We got married last year. The first months were really fantastic, even though we were forced by my parents to cohabitate and you know that it can generate friction, but we were extremely happy.
We have or at least I still have all these plans to move away from this shitplace we live in (shit city, small flat), have children, and spend the rest of our lives together.
Last month my boss told me I can't move to another city and my wife told me that she needed to leave because she was getting depressed in this place, only wanted to sleep, won't have kids in this shitplace, and then comes the next part:
The day of our marriage, the priest forced us to confess, because he said otherwise he will not do the mass.
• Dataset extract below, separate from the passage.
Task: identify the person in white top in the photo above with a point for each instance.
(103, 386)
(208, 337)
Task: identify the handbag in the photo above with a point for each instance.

He took her and cajoled her into confession in a room and gave her absolution before she even had a chance to finish confessing the sins, only so he could give us communion.
Now she thinks that the marriage has been cursed because she communed before saying her sins properly and therefore she communed in sin. Now our marriage is doomed from the start and can't be saved. She's also been saying she doesn't understand "why we follow a 2000 year old book that is not aligned with modern age", all the priests are bastards, the commandments are stupid...
She has a maladaptive tendency to blame everyone but herself. She told me she needed time to be alone, I gave it to her. Some weeks later, she tells me she wants to end the marriage because what kind of a shit husband does not take care of his wife (I have nothing but doting on her, I have constantly put her needs above me, given her love, hugs, kisses, I have put her above family and friends every time, taken care of her when she was ill)
I'm not the most organized guy, and that's my fault and I'm changing for her.
I'm a forgetful guy sometimes, but I'm changing as well. I can postpone things I don't like to do and I'm trying to change.
But it's never enough, which is aggravated by the fact that she will do exactly the things she complains I do. She's always been loving to me except when she starts blaming and can't stand to be told what she does wrong.
She has a history of screwing up and I clean after her, which she takes for granted. I have never ever told her off on this because I believe as a husband I should lay down my life for my wife without complaints and without comments. Maybe I'm stupid and I should have, who knows.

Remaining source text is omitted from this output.